Mosè, ritratto di un legislatore
di Jacques Briend *
Fornire un ritratto di Mosè è un’opera rischiosa: non possediamo per crearlo che i soli elementi fornitici dalla Bibbia. Già vent’anni fa, R. Martin-Achard, un grande specialista dell’Antico Testamento, scriveva: «Esistono tanti ritratti di Mosè quanti sono gli autori che gli hanno dedicato uno studio». Può lo storico tracciarne una figura più obiettiva dopo aver esaminato tutti i testi che parlano di Mosè? Non è sicuro, perché è difficile ritrovare i momenti qualificanti di un’esistenza che una ricca tradizione ci presenta sotto molteplici prospettive.
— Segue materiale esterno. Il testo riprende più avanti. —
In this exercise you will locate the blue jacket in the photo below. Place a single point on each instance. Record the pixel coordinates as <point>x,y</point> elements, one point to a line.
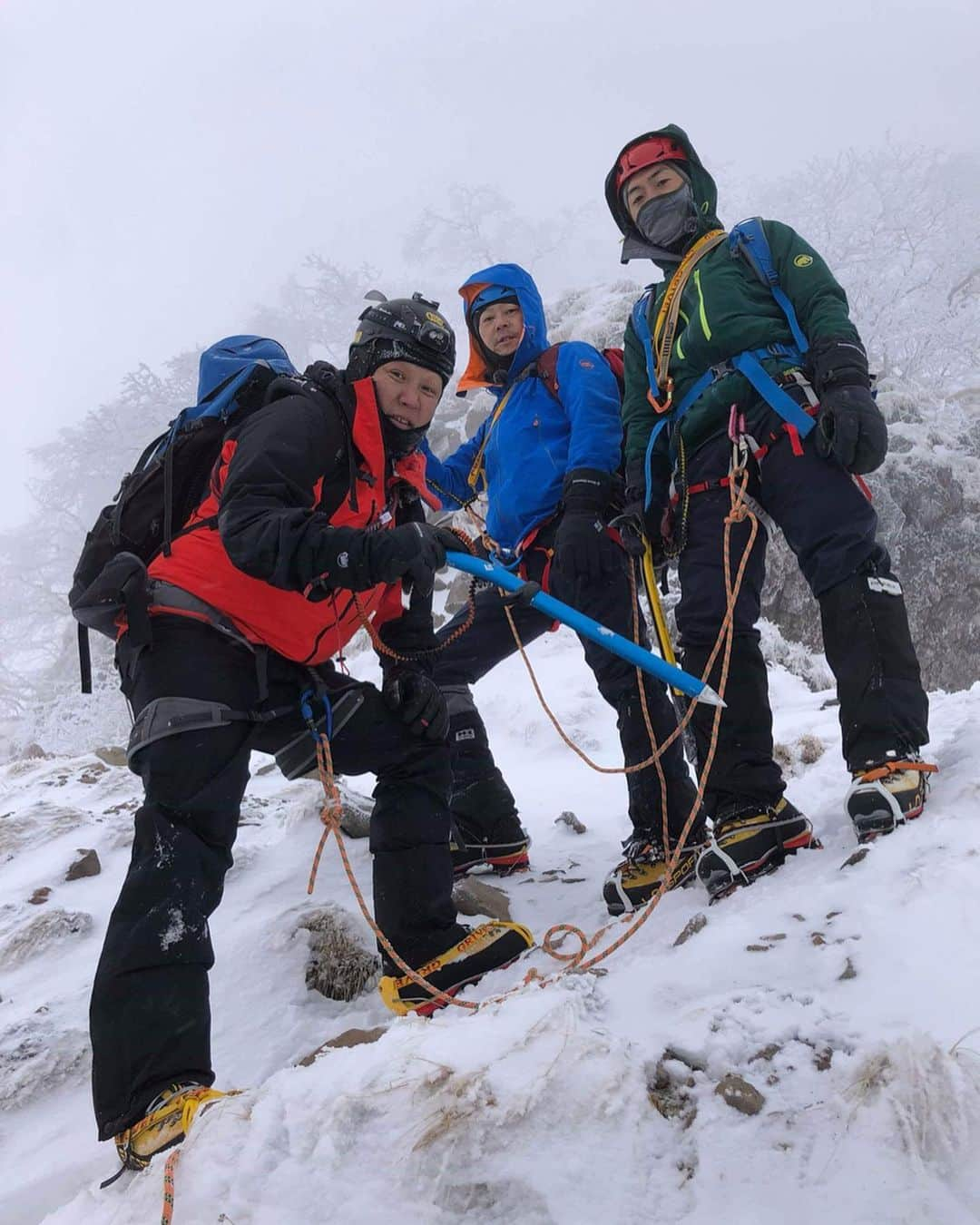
<point>536,438</point>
Se non si considera il nome stesso di Mosè, che è molto probabilmente di origine egizia, si conoscono poche cose sul personaggio e sull'inizio della sua esistenza. Certamente si potrebbe citare qui il capitolo 2 del libro dell'Esodo che rievoca brevemente la sua infanzia e la sua adozione da parte della figlia del Faraone (Es 2,1-10). Un tale racconto non fa che tradurre secondo le categorie di pensiero degli antichi il singolare destino di Mosè e il ruolo della provvidenza divina, oltre al fatto che l'esposizione si modella su racconti dell'infanzia come quello di Sargon di Akkad, re mesopotamico (2334-2279 a.C.) che la madre aveva affidato al fiume in una cesta di vimini.
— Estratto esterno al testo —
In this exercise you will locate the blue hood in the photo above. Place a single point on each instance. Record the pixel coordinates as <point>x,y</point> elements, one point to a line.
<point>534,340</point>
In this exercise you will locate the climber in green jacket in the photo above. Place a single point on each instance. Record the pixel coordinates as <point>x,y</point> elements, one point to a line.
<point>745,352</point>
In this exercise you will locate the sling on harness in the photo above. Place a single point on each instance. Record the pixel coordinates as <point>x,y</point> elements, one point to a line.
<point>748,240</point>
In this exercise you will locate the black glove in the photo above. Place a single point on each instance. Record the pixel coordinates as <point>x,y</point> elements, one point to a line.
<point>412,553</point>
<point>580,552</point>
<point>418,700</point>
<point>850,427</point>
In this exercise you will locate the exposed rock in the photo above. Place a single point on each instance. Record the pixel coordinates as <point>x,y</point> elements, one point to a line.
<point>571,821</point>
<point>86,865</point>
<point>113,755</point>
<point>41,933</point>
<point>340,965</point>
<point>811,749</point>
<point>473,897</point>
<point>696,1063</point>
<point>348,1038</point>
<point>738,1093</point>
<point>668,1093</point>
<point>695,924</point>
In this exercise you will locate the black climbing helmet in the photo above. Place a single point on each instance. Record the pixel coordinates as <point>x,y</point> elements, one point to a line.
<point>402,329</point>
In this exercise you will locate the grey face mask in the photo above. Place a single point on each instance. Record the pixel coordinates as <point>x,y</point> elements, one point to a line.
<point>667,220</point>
Il seguito del testo biblico (Es 2,11-22) ci mostra un Mosè cresciuto e che prende iniziative a favore dei suoi fratelli di razza, ma questo cambia presto bruscamente. Mosè è costretto a lasciare l'Egitto e a fuggire in Madian, una terra straniera, nella quale si sposa. In violento contrasto con questa sua volontà di insediarsi come capo, il capitolo 3 dell’Esodo narra come, a partire dall'episodio del roveto ardente, Dio scelga Mosè per far uscire il popolo ebreo dall'Egitto, perché Dio ha inteso il grido del suo popolo. Mosè riceve da Dio una missione e nello stesso tempo si interroga per sapere come il popolo accetterà di seguirlo. Di fronte al progetto di Dio, Mosè è dapprima sensibile alle difficoltà e alle obiezioni che gli verranno da parte del popolo.
Capo del popolo e intercessore
In realtà, a più riprese, l'autorità di Mosè si scontra con le proteste e le lamentazioni del popolo per tutta la durata del cammino nel deserto. Nonostante l'uscita dall'Egitto che testimonia la potenza del suo Dio, la contestazione sembra aggravarsi, si diffonde. A partire da Es 15,22, il popolo mormora contro Mosè perché non ha acqua da bere e Mosè invoca Dio; poco più tardi Mosè ed Aronne sono accusati di avere trascinato gli Israeliti nel deserto per farli morire di fame (Es 16,3). Un'altra volta, in Es 17, 1-7, Mosè è accusato di far morire il popolo di sete. La situazione è così grave che Mosè invoca Dio e dice anche che il popolo ha intenzione di lapidarlo. Questa contestazione si ritrova anche nel libro dei Numeri che descrive la prosecuzione della marcia nel deserto, interrotta dopo Es 19. In questi racconti, Mosè si fa il portavoce del popolo presso Dio. A più riprese, quando la situazione è particolarmente grave, egli assume il ruolo di intercessore. È il ruolo che esercita in occasione dell’episodio dell’adorazione del vitello d'oro (Es 32). Mosè riceve i rimproveri di Dio e si sforza di placare la collera divina con una preghiera molto argomentata. In primo luogo, egli ricorda a Dio l'evento dell'uscita dall'Egitto in cui si è manifestata la sua potenza, e che Egli non può rinnegare, poi evoca, in caso di una punizione radicale, la reazione degli anziani: che cosa penseranno di questo Dio che fa morire coloro che ha fatto uscire dal paese d'Egitto? Infine si richiama alle promesse fatte da Dio ai patriarchi (Es 32,11-14); e Dio rinuncia a castigare il popolo.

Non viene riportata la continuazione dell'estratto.